Но остальному Лондону повезло меньше. В восточной части города, где дома стояли впритык, словно плечом к плечу, чтобы хоть как-то сохранить тепло, дети спали в одежде, а утром отдирали отмерзшие рукава от постелей. Люди грелись дыханием друг друга, собирались в тесных кухнях, если таковые были, и разводили огонь прямо в жестяных ведрах.
Бедняки устанавливали баррикады из тряпья на дверях, затыкали щели газетами и молились, чтобы труба не забилась – иначе дым начнёт душить раньше, чем мороз. Многие ночи заканчивались безвозвратно: в лондонских переулках находили тела, окоченевшие в позе сна.
Больницы были переполнены, но лекарств не хватало. Простая простуда превращалась в воспаление лёгких, а кашель стариков эхом расходился по улицам, будто метки смерти. Даже в бедных районах начали исчезать кошки и собаки – в такие времена животные становились едой.
Общество, стиснутое холодом, стало жёстче. Те, кто мог делиться, делились – но всё больше людей замыкались в себе, защищая свой уголок тепла как последний бастион. И всё же, несмотря на голод, холод и отчаяние, улицы продолжали жить. Дети лепили из грязного снега фигурки, уличные музыканты играли возле пабов, а торговки, едва шевеля руками в варежках, всё равно выкрикивали цену на картошку, словно споря с самой зимой: «Мы ещё живы. Мы всё ещё здесь.»
Старик вспоминал, он вспоминал всю свою жизнь, здесь прошла вся его жизнь. Лондон, зимний Лондон, рождественские праздники он прокручивал память и окунался в давно прошедшие дни.
«Даже холод не может заглушить голос памяти. Я сижу у старой печи, глядя на слабое пламя, что пляшет в угольной золе. Руки мои дрожат не от страха, а от возраста, и от холода, что, кажется, поселился во мне давно и навсегда.

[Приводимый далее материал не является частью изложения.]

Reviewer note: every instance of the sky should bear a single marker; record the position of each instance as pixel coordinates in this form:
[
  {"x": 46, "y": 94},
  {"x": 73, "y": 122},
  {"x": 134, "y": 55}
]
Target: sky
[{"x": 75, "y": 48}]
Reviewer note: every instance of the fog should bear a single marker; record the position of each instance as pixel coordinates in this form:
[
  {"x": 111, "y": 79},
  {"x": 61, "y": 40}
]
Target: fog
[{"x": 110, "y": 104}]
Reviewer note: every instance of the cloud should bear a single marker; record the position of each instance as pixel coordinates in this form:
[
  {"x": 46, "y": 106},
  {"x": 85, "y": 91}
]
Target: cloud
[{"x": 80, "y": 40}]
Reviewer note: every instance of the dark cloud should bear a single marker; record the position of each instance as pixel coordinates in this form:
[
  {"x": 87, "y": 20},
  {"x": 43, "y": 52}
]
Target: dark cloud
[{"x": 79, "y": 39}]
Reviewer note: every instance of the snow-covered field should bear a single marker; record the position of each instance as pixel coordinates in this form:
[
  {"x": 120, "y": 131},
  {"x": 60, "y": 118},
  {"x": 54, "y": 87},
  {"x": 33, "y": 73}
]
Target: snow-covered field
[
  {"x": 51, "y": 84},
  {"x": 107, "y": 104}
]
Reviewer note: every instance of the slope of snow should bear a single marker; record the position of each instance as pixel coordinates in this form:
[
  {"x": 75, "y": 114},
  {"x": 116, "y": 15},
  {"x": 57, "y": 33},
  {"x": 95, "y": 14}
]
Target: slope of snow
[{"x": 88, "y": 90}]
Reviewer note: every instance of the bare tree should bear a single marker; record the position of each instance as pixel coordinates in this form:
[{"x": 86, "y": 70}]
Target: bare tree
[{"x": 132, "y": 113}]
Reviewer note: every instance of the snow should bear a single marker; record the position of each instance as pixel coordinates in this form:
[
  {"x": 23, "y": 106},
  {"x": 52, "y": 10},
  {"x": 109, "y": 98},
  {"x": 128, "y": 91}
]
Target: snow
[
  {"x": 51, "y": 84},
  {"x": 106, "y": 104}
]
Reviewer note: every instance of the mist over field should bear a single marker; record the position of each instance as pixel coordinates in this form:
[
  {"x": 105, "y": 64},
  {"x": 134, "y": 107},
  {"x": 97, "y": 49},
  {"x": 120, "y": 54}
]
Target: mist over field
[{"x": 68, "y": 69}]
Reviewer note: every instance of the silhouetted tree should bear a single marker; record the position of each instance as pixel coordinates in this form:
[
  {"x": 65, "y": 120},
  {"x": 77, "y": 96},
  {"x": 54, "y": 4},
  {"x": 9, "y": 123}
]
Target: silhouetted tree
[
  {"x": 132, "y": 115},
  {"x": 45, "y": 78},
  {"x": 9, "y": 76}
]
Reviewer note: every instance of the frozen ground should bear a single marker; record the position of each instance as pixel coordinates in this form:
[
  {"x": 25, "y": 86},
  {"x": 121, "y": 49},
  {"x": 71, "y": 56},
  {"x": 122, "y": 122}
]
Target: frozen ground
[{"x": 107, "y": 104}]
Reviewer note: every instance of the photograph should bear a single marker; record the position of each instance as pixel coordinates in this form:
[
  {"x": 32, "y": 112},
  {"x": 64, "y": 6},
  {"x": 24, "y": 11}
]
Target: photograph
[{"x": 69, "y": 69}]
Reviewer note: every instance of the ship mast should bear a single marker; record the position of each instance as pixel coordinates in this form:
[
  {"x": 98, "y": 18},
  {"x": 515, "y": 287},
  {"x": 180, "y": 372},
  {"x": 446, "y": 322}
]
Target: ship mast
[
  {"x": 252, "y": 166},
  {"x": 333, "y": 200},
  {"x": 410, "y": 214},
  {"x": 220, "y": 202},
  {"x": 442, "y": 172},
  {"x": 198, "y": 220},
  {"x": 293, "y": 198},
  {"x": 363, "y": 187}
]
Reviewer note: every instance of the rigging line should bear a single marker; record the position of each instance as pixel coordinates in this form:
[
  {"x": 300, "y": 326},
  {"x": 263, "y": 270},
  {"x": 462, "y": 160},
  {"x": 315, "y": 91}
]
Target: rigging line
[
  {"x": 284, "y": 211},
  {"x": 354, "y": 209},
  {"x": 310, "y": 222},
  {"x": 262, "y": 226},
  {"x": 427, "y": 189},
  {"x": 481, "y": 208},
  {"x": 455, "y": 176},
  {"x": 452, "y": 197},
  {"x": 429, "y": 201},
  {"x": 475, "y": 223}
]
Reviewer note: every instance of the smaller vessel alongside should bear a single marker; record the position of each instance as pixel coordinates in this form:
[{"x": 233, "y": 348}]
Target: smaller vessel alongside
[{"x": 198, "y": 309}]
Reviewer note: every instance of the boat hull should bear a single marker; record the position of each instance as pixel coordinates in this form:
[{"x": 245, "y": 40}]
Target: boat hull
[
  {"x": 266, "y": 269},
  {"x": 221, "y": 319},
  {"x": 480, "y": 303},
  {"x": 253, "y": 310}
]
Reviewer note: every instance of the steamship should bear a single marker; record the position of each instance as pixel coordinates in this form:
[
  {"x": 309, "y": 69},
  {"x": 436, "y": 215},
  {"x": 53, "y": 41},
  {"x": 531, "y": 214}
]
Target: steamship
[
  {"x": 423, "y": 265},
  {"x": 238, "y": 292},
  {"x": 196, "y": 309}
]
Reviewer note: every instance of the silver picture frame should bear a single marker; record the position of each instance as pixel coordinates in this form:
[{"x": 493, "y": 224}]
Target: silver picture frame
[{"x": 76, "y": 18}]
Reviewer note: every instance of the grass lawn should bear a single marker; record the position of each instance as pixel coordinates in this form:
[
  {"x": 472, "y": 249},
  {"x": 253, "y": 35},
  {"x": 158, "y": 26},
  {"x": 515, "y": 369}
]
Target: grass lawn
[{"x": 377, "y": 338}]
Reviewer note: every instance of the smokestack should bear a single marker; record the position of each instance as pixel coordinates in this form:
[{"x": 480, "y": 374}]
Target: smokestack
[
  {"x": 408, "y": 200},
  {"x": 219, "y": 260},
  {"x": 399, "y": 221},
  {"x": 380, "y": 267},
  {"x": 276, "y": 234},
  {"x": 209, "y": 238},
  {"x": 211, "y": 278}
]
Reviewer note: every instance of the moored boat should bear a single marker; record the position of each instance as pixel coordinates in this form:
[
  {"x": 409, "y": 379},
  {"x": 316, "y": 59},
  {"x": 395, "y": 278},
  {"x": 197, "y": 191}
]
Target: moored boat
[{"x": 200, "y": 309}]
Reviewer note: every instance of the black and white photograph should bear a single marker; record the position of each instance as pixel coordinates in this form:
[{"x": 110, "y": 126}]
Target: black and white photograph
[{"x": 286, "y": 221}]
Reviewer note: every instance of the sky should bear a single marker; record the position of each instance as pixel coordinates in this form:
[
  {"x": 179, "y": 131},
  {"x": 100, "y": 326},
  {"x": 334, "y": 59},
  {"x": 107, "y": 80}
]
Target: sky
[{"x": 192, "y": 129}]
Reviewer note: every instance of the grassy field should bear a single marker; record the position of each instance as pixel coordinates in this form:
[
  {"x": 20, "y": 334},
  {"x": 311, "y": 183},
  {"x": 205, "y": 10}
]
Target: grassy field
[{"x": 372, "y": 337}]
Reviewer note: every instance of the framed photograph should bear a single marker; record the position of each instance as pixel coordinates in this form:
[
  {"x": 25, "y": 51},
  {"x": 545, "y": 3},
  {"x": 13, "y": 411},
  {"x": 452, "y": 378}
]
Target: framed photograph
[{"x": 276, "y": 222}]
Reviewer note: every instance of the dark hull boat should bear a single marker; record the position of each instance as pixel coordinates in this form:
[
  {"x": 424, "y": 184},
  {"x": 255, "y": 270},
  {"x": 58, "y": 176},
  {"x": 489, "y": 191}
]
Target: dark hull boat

В этом старом доме на Уайтчепел-роуд всё пропитано временем – стены, пахнущие гарью, потрескавшийся чайник на плите, да и сам я, уже часть мебели.
За окном вой ветра, такой знакомый, будто пришёл поприветствовать меня – давнего друга или, быть может, соперника. Я слушаю его и вспоминаю. Это не первая зима, что сжимает Лондон ледяными пальцами. Я помню, как мой отец, плотник, возвращался домой, обмотанный мешковиной, чтобы спасти пальцы от обморожения. Он клал ладони прямо на боковину печи, молча, без жалоб. Мать растирала ему руки и варила суп из костей, которые приносила из лавки – за спасибо, не за деньги. Да, мы тогда тоже мёрзли. Дрова стоили как золото, а золото в нашем доме никогда не водилось. Помню, как мы спали впятером в одной постели, прижавшись друг к другу так тесно, что даже сны были общими. На стекле по утрам – узоры, как хрупкие ветви, рисованные дыханием зимы. Но мы выжили. Как-то. Всё держалось не на хлебе и угле, а на упрямстве. Старый Лондон жил потому, что люди отказывались умирать. Они гнали прочь отчаяние, как только оно переступало порог, и отвечали на него шуткой, песней или хотя бы проклятием. Я помню, как мой дядя, потеряв пальцы от обморожения, сказал: «Зато теперь в кармане больше места.» И все засмеялись. Через слёзы, но засмеялись.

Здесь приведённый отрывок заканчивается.